Women traditionally think of the mentoring relationship in terms of support and advocacy. In contrast, the traditional, male-centered version of mentoring tends to involve competition and hierarchy.

▼ What are the challenges and potential barriers that women face in establishing successful
     mentoring relationships?

Women face several challenges with regard to establishing successful mentoring relationships. First, women and men look for different traits in a mentor. While both groups strive to find respected mentors with proven track records, women more often seek mentors who are approachable, understanding, and female. Given that fewer women are available to be mentors in academia, it's not surprising that women face difficulties finding mentors who match their needs and expectations. Second, there are inherent differences in the career paths of women and the model of academic success built around these paths. Men often begin their careers relatively unencumbered by family obligations, and they often choose to spend less time working as they get older. This traditional career pyramid is inverted for women. Women who decide to bear children do so at younger ages and face the brunt of family commitments at an earlier age.
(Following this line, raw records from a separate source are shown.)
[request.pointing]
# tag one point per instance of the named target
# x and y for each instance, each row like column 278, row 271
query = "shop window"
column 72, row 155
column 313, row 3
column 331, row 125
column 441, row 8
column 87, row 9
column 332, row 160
They are consequently more able and prepared to develop careers in the later stages of their life. This difference in life stage and family obligations presents another challenge, as it changes the needs of women as mentees.

▼ What are some solutions to overcoming barriers for women mentees?

Knowing that women face barriers is half the battle. A mentor who has women mentees can help by being proactive and encouraging them to seek multiple mentors who can help with various aspects of their career (for example, someone to discuss research methodology or curriculum development, someone to discuss career trajectory, and someone to discuss balancing work and home life).